March 28, 2012. It's Ainsley's 2nd birthday and in all honesty, it's not very happy at all. I think deep down inside, Ainsley herself felt that it's not very happy but we all try our best.
It's a Wednesday, a day that Erick and I would be going to work, Olivia to school, and Ainsley would be going to day care. But instead of Olivia going to school, her body would be on a plane and would arrive back in Pittsburgh. For several months after this day, I would look up at airplanes flying over me and think of her lifeless body on an airplane, cold and alone.
We decide to keep things as normal as possible today for Ainsley so we get ready and we take Ainsley to day care but a few hours late. Just as Flo had made cookies for Olivia when she turned two, Nancy had made cookies for Ainsley to take to day care. Nancy, Flo's daughter, kept the tradition going by baking cookies shaped like the number 2. Erick, Ainsley, and I drove down to day care to celebrate Ainsley's birthday with her teachers and classmates. The teachers had all learned of our tragedy but it's still so awkward at this early stage to walk into a room knowing that everyone knows our loss. Everyone sings "Happy Birthday" to Ainsley but the lump in my throat is overwhelming me so I'm whispering it as Ainsley sits on my lap and Erick is taking pictures of this, what should be joyous, day.
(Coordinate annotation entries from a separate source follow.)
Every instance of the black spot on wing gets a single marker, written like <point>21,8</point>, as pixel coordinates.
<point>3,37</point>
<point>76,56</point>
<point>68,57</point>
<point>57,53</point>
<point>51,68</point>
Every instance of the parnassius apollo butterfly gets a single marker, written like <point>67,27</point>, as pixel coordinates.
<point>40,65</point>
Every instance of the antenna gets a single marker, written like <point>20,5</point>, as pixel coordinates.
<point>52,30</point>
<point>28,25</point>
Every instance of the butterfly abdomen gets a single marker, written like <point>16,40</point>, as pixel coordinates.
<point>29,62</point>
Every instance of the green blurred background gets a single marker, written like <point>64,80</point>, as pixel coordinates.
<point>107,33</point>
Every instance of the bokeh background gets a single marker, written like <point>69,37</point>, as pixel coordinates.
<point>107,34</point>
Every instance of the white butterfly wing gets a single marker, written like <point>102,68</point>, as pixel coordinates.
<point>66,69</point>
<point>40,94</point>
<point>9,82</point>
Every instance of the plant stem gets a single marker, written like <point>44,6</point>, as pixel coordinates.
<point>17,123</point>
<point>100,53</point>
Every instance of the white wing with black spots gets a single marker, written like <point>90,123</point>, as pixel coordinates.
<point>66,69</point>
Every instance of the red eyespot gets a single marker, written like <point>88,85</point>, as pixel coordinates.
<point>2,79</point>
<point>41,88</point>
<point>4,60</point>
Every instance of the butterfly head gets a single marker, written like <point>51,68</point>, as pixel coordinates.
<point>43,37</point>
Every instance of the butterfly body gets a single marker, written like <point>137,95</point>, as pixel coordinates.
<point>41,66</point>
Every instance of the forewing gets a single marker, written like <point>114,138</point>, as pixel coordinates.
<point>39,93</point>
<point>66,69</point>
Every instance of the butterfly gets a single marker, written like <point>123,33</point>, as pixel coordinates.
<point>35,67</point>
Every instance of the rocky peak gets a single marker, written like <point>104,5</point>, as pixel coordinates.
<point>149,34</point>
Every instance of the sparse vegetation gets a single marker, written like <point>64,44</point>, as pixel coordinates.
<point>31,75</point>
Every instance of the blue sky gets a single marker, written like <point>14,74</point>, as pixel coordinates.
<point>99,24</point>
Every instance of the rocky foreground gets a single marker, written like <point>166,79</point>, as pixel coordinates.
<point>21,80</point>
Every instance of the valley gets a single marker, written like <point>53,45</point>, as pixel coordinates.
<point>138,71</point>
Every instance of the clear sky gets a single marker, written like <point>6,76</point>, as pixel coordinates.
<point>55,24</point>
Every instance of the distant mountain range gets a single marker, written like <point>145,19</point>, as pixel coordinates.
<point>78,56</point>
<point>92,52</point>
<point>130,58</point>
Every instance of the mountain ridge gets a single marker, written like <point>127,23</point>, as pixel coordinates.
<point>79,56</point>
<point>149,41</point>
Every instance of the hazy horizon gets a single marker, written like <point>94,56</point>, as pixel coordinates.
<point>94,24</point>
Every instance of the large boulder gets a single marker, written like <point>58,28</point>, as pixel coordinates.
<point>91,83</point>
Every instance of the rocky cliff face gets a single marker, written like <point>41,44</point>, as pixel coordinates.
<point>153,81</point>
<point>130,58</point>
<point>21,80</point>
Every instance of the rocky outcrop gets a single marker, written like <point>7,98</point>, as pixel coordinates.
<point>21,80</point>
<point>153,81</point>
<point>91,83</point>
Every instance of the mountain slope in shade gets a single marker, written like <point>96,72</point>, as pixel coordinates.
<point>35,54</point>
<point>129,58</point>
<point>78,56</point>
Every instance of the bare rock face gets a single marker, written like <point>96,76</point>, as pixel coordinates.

Later that day, we went into Olivia's room with Ainsley and reached underneath her bed to grab the birthday present that she had waiting for her precious baby sister. It was the Sing-a-ma-jig that Olivia bought a few weeks earlier. There it was, in a gift bag, with a card that was decorated and signed by Olivia and Hannah. "This little light of mine"would be sung when you pressed the Sing-a-ma-jig's belly while it's mouth moved. What an appropriate song to give to her cherished little sister. Olivia was so excited for Ainsley to turn 2 but she would miss this day and every other birthday to come.
Family and friends start to arrive at our house once again and one of my friend's aunt bought a cake for us to all continue to celebrate Ainsley's big day. I didn't even think to have a cake. Once again, the generosity and thoughtfulness continues from all around us.
I have no idea how we can mustard up a smile but we did. Trust me, it's completely forced.
We continue to celebrate like it's any other normal birthday. Erick and I bought Ainsley her own scooter with 3 wheels so that she could follow Olivia and Hannah around on their scooters. She would have loved that. Ainsley loved to hang out with Olivia and Hannah but just couldn't keep up with them. Now she could. It's funny how everything you do revolves around your children. What would make them happy? Six days ago, this scooter would have been the best gift ever. Today, it's just a toy. It's now a reminder other absence. To this day, sAinsley still scoots around on her 3 wheeled scooter and I follow on Olivia's. She has no idea of what could have been, but I do.